Before the estate tax disappeared, assets passed to heirs benefited from a step-up in basis, which essentially eliminated any capital gains liability. However this year, until some estate tax legislation is put in place, there are limits on how much property gets a step-up in basis.

It’s complicated, but basically under the current no-estate-tax law there is an allowance for passing assets without a basis carry-over of $1.3 million for each estate. In addition there’s a $3 million step-up in basis for assets passed to a surviving spouse.

“The big scam of it all was that Bush substituted a higher capital gains tax for the estate tax,” in 2010, said Martin Shenkman, an estate planner in Paramus, N.J. “This is the stuff that no one’s talked about. … Most people are hiding their heads in the sand. That’s not acceptable because it violates the prudent investor act, which requires you to make decisions about taxes. You have to present the options to clients and document that.”

This problem doesn’t just affect the wealthy, according to David Handler, a partner at the law firm Kirkland and Ellis in Chicago. Ninety-nine percent of the country doesn’t have an estate worth more than $3 million, so they wouldn’t have paid estate taxes last year anyway, but most people do have assets — heirlooms, homes or inherited stock —that have appreciated in value and thus have embedded capital gains liability.

So this year, what can you do for clients that are trying to manage low-basis assets more than estate taxes?

Until this year, the way to minimize estate taxes was commonly to divide estate assets in half and put each half in a credit shelter trust, so the lifetime estate tax exclusion would be preserved regardless of which spouse died first.

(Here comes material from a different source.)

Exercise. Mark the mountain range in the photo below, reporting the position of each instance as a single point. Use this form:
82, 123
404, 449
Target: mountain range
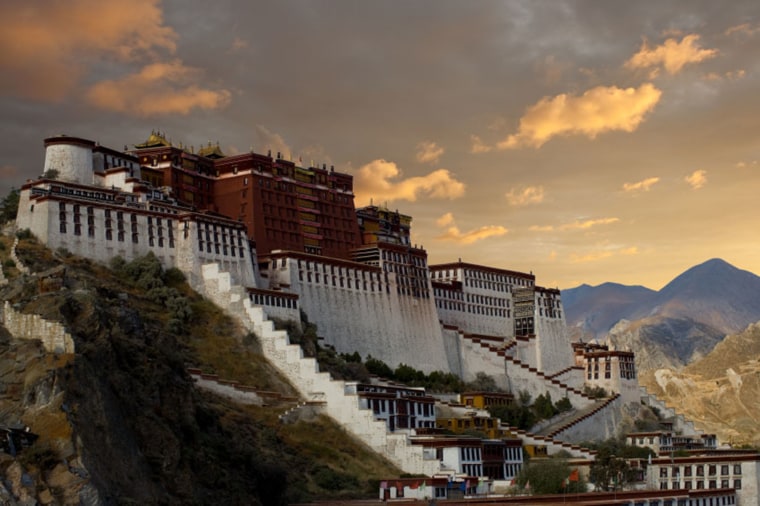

But clients didn’t have to worry about capital gains because the cost basis (what the assets were purchased at) was “stepped up” to current market value.

Shenkman said clients now must divide assets based on appreciation to minimize capital gains. The idea would be to appropriate the least appreciated assets to the spouse who’s expected to die first.

But since it isn't clear which assets will appreciate most over the year, or which spouse will die first, Shenkman suggested a simple solution: Re-title nontirement assets as tenants in common. This way whichever spouse dies first automatically holds an equal half the assets.

It’s a simple, but wholly workable solution, he said.

There are other strategies that the ultra-wealthy use on a regular basis to defer capital gains taxes indefinitely regardless of the estate tax, Shenkman said. For example, if a client owned a shopping mall that was built for a $1 million and is now valued at $2 million. Instead of selling it, the heirs could swap the property through a tax-deferred exchange for another real estate investment.

Another vehicle is an exchange fund. For example, if an heir inherit $1 million in Apple stock that was bought for $100,000, they could take that stock to Goldman Sachs and ask to put it in an exchange fund or investment partnership along with other owners of highly appreciated stock. If this is done correctly, there is no capital gains realized for the investment and the stock is instantly diversified.

Then of course, wealthy clients can also use a charitable remainder trust to essentially eliminate capital gains. The client can contribute appreciated stock to a charity, which can sell the stock to create a diversified portfolio that would throw off a steady income to the donor. Upon the client’s death, what remains in the trust would go to the charity.

“You can defer capitals gains tax for a very long time, and that can be worth a lot,” Shenkman said. “The whole concept of basis carry-over is so utterly complicated, I wonder who will ever be able to do it, and folks with megabucks will find a way around it.